Trafic de tramadol : comment le groupe Wagner renforce son emprise en République centrafricaine
Une empire criminel florissant se développe en République centrafricaine, où le groupe Wagner a trouvé un relais de croissance inattendu : le trafic de tramadol. Ce médicament antalgique, détourné de son usage médical, alimente désormais des réseaux lucratifs qui renforcent la mainmise des mercenaires russes sur le pays.
Initialement prescrit pour soulager des douleurs modérées, le tramadol est ici reconditionné à haute dose, transformant ce produit en une substance stimulante aussi puissante que la cocaïne. Surnommé la « cocaïne du pauvre », il séduit par son accessibilité et ses effets euphorisants, tout en générant des profits colossaux pour les groupes criminels.
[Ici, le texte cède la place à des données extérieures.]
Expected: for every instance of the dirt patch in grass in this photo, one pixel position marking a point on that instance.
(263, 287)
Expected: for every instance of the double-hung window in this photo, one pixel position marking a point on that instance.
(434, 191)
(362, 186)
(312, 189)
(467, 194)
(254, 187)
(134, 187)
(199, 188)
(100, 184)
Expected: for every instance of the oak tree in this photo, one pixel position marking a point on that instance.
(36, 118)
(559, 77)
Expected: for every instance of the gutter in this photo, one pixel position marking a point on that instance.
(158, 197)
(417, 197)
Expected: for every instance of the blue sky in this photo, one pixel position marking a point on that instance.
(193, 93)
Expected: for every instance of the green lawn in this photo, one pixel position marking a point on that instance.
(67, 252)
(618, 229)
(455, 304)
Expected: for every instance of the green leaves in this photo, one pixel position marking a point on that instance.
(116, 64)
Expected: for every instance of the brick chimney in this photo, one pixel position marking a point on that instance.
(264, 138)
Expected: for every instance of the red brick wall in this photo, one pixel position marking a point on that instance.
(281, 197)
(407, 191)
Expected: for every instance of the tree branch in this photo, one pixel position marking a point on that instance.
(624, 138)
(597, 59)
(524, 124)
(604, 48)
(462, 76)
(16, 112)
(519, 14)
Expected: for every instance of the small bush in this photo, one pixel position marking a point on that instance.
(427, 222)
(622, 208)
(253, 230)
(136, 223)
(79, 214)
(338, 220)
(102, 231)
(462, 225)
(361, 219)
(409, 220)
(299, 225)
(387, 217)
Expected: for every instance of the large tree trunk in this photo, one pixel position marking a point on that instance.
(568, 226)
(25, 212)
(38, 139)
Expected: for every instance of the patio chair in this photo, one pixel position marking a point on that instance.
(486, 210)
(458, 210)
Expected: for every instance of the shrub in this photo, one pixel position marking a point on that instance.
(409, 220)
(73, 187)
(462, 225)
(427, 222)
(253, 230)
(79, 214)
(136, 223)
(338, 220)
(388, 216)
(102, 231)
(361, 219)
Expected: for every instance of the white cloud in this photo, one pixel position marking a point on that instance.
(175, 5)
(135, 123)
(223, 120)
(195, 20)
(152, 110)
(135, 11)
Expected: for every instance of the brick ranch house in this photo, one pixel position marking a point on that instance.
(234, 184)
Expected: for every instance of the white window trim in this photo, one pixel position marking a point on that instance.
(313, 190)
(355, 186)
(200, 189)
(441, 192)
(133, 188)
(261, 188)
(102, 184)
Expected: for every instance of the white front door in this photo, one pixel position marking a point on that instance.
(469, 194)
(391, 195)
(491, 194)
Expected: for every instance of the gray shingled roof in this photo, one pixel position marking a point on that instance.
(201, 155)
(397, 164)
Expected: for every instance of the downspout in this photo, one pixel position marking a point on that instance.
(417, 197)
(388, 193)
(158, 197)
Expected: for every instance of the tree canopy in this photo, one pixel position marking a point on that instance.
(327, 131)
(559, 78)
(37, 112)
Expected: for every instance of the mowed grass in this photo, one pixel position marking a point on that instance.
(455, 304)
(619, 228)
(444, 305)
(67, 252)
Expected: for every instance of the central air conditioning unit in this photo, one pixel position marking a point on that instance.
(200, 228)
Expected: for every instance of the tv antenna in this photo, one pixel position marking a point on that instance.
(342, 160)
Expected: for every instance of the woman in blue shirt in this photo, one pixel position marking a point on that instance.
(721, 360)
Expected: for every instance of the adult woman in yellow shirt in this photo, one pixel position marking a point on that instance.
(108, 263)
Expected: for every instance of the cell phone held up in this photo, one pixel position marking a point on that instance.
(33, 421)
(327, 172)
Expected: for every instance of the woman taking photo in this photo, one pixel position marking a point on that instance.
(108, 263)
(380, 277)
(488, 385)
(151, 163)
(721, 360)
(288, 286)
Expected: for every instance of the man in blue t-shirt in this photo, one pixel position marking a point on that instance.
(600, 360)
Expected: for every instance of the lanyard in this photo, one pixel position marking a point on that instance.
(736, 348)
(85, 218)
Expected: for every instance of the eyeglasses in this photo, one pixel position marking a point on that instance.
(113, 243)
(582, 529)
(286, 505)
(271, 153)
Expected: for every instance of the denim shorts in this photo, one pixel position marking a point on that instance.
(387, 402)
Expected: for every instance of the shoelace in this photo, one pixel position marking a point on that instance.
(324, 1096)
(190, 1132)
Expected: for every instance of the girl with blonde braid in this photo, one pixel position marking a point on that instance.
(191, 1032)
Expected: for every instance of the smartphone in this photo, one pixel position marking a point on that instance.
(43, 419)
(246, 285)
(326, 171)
Depuis l’effondrement de l’empire Prigojine en 2023, le groupe Wagner, désormais dirigé par Pavel Prigojine, a vu ses effectifs réduits à environ 500 hommes. Pourtant, en République centrafricaine, l’organisation maintient une influence prépondérante, loin des regards des chancelleries occidentales.
Un terrain propice aux activités illicites
La République centrafricaine offre un écosystème idéal pour les activités du groupe Wagner. Le pays, riche en ressources naturelles comme l’or, les diamants ou l’uranium, mais aussi en forêts, est peu surveillé par les instances internationales. Cette faiblesse structurelle permet aux mercenaires de cumuler deux activités juteuses : l’exploitation minière et le trafic de stupéfiants.
Selon les estimations de l’organisation Global Initiative, Wagner génère près de 180 millions de dollars (160 millions d’euros) de revenus annuels grâce à l’extraction illégale d’or. Ces bénéfices, couplés au contrôle partiel de l’État, renforcent sa capacité à étendre ses réseaux criminels.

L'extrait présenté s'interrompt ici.